Magari, a quest’ora, pensò, saremmo sovrastati da una selva elettrica. Un intrico spaventoso di ramificazioni bluastre.

Una nuova folgore frantumò le tenebre.

Il dottor Pisani restò immobile di fronte alla pioggia, in attesa del tuono.

Dal minuscolo protiro sotto cui era riparato poteva vedere solo il tumultuoso accavallarsi dei fumi industriali, che defluivano nella notte dalle affilate ciminiere della Biomodic.

La fabbrica, ormai, aveva occupato tutta quella porzione di valle, monopolizzando il panorama scorgibile dalla vetta del poggio.

Il fragore del tuono si fece finalmente udire, e l’uomo comprese che il temporale era tutt’altro che passato.

«Vi ho detto di andarvene!» urlò la voce al di là del battente.

«Mi ascolti, Padre Vergara… sono io, il dottor Pisani… devo assolutamente parlarle. È per la faccenda del piccolo Ezra…» insisté il medico, tentando di sovrastare gli scrosci della pioggia.
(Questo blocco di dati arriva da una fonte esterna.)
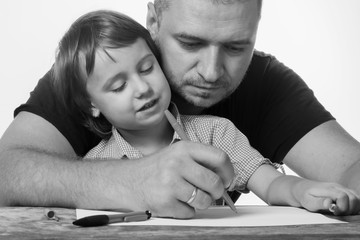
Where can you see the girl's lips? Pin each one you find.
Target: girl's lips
(148, 105)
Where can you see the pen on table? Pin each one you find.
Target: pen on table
(332, 207)
(104, 219)
(183, 136)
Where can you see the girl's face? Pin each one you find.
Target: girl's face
(129, 87)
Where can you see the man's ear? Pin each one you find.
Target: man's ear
(95, 112)
(152, 21)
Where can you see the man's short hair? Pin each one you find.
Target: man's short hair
(163, 5)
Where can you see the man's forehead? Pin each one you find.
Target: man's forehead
(191, 18)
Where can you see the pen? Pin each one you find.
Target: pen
(183, 136)
(100, 220)
(332, 207)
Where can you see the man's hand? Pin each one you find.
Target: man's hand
(165, 181)
(317, 196)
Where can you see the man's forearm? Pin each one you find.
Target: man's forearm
(35, 178)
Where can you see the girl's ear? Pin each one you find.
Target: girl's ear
(95, 112)
(152, 21)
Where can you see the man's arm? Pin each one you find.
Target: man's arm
(327, 153)
(38, 167)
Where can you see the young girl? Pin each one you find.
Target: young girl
(107, 69)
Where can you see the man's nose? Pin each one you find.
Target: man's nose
(210, 65)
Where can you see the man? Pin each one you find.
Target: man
(207, 51)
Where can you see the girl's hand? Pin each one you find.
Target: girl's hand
(321, 196)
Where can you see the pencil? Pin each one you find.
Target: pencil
(183, 136)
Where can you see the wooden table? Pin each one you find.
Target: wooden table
(31, 223)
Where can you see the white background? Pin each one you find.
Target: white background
(319, 39)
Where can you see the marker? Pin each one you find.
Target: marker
(101, 220)
(50, 214)
(332, 207)
(183, 136)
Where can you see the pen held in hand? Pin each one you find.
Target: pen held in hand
(183, 136)
(104, 219)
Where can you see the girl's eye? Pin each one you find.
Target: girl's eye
(147, 69)
(119, 89)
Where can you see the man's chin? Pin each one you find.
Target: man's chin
(200, 102)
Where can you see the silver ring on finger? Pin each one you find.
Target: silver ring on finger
(193, 196)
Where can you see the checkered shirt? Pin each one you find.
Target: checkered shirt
(216, 131)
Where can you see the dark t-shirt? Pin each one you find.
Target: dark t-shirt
(273, 107)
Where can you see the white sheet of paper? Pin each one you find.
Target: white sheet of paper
(224, 217)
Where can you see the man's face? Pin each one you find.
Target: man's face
(206, 47)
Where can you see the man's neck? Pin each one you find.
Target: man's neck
(150, 140)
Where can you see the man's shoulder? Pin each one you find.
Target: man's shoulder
(261, 59)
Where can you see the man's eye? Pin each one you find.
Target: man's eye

Una nuova saetta illuminò la sagoma striminzita dell’umile pieve: un edificio poco più grande di un sacello, eretto solitario in punta alla collina.

Quando la porta si spalancò, l’uomo si trovò a scrutare nel nero fondo delle canne di una doppietta.

Il prete notò subito il terrore dipinto nello sguardo di Pisani e immediatamente distolse l’arma dal suo viso, poi lanciò un’occhiata oltre di lui – quasi temesse che qualcuno lo avesse seguito –, infine gli fece cenno di entrare.

«Ti ha mandato tuo padre, scommetto. Ha pensato che avessi bisogno di uno strizzacervelli…» disse Vergara, precedendolo attraverso la brevissima navata centrale, intabarrato in un poncho impermeabile color verde pallido.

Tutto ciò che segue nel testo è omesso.